Installation

This repository is tested on Python 3.6+, and Linux/Debian systems. It is recommended to install in a virtual environment to keep your system in order. Currently supported ML Frameworks are the following: torch>=1.1.0,<=1.8.0 , tensorflow>=1.8.0,<=2.0.0 , tensorflow.keras >= 2.2.0 .

Install with pip using:

pip install sparseml

Supported Framework Versions

The currently supported framework versions are:

  • PyTorch-supported versions: >= 1.1.0, < 1.8.0

  • Keras-supported versions: 2.3.0-tf (through the TensorFlow 2.2 package; as of Feb 1st, 2021, keras2onnx has not been tested for TensorFlow >= 2.3 ).

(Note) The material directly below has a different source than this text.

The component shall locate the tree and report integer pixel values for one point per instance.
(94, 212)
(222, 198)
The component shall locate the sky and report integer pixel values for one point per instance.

  • TensorFlow V1-supported versions: >= 1.8.0 (TensorFlow >= 2.X is not currently supported)

Optional Dependencies

Additionally, optional dependencies can be installed based on the framework you are using.

PyTorch:

pip install sparseml[torch]

Keras:

pip install sparseml[tf_keras]

TensorFlow V1:

pip install sparseml[tf_v1]

TensorFlow V1 with GPU operations enabled:

pip install sparseml[tf_v1_gpu]

Depending on your device and CUDA version, you may need to install additional dependencies for using TensorFlow V1 with GPU operations.
You can find these steps here .

Note, TensorFlow V1 is no longer being built for newer operating systems such as Ubuntu 20.04. Therefore, SparseML with TensorFlow V1 is unsupported on these operating systems as well.